Overall, this is a fascinating little story. There's only one scene that I think is forced, and I can't say why, because it might alter your perception of the story, and I think this is one book where the reader needs to go in as tabula rasa as possible. If you can deal with the child abuse, and you can deal with the author leaving you to figure out what's really going on, you should give it a read. My final grade is in the B to B+ range; although, it would have hit, at least, the A- range if not for that one scene. But for $0.99, you really can't lose. It's a quick read. It will suck you in as you try to figure out what's what, and, then, you'll be finished before you realize it and want to know more. Seriously, I just read the book two weeks ago, and I'm already considering going back and reading it again, and I rarely, rarely re-read. So that's saying something.
Since we're already talking about Briane, I thought I'd plug his Star Wars blogathon thing again. BUT WAIT! There's more! To make it more interesting, Briane has added writing contests! Go here to read all about it. The deadline for the first contest is March 25. You get 100 points just for entering, and the winner gets cool prizes. And remember, tell him I sent you so that you (we) can get 50 MORE points! Go now! Hopefully, if I can find some time to breathe, I'll have my entry up on Monday. I'm breaking the rules, though, because, well, I have something special I want to share, and it doesn't quite meet the guidelines. In true Briane Pagel style, he's both told me that I must follow the rule to the letter and that I should go right and break the rules as much as I want.
Not quite a note:
Briane also tagged me in this new lucky 7 meme thing that's going around. He was honest about his motivation, though, which was nice: he just wants to see some bit of Brother's Keeper, since it's not available yet. However, I'm gonna cheat on this one, too. Meaning I'm not going to page 77 or whatever the rules for the thing are. I don't really believe in page numbers since there are so many factors that can change the number of pages in a book. So I'm just gonna go by word count. Sort of. At any rate, here's 7 lines or so from Keeper. Maybe this will be enough so that Briane will believe I'm, at least, working on it.

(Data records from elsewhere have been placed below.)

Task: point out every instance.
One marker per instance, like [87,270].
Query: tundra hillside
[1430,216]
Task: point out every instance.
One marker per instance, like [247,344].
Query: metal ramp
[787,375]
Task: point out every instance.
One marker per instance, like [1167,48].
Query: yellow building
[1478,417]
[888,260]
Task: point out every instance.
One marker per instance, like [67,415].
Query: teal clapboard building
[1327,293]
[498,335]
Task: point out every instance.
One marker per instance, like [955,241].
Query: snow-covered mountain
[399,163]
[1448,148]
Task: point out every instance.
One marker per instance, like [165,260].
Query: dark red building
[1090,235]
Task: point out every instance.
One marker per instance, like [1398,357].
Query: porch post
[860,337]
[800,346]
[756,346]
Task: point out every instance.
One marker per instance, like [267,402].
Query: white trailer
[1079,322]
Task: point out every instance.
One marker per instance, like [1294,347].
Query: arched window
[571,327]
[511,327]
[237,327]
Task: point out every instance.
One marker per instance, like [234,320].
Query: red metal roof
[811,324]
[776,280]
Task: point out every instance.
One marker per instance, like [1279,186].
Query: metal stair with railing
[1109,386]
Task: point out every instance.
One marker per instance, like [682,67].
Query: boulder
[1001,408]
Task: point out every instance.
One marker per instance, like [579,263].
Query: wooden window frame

The screen door slammed shut followed by the impact of a body into the backdoor and the crash of the door into the refrigerator. Tom dashed through the kitchen behind Claire.

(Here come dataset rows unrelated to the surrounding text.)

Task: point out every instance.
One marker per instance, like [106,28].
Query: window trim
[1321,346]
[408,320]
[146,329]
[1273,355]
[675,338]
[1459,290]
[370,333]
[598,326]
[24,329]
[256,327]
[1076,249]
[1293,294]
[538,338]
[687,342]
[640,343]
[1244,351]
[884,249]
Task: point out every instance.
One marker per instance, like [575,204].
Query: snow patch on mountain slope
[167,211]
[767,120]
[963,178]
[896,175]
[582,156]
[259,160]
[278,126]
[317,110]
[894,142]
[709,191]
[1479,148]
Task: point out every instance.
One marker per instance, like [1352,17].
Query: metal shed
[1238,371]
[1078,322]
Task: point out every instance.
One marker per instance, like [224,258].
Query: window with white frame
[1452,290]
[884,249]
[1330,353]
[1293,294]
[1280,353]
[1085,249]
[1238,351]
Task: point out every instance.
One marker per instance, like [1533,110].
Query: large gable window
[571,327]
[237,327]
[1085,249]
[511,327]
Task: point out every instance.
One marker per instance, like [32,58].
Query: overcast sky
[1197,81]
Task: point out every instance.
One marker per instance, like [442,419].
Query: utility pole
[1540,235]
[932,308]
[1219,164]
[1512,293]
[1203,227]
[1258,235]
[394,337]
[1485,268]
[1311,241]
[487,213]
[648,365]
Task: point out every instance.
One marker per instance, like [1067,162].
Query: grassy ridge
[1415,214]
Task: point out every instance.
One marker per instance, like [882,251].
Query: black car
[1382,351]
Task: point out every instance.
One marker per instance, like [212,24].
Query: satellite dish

“Hey!” she shouted after him as he hit the stairs. The sounds of his feet paused, “If you break that window again opening the door like that, it's coming out of your allowance!”
“I know, Mom!”
His feet resumed pounding up the stairs. A few moments later, the sounds of toys crashing onto the floor pattered overhead.
In the midst of the hail storm happening on the floor of the boys' room, the front screen door thundered closed followed by more footsteps pounding through the home.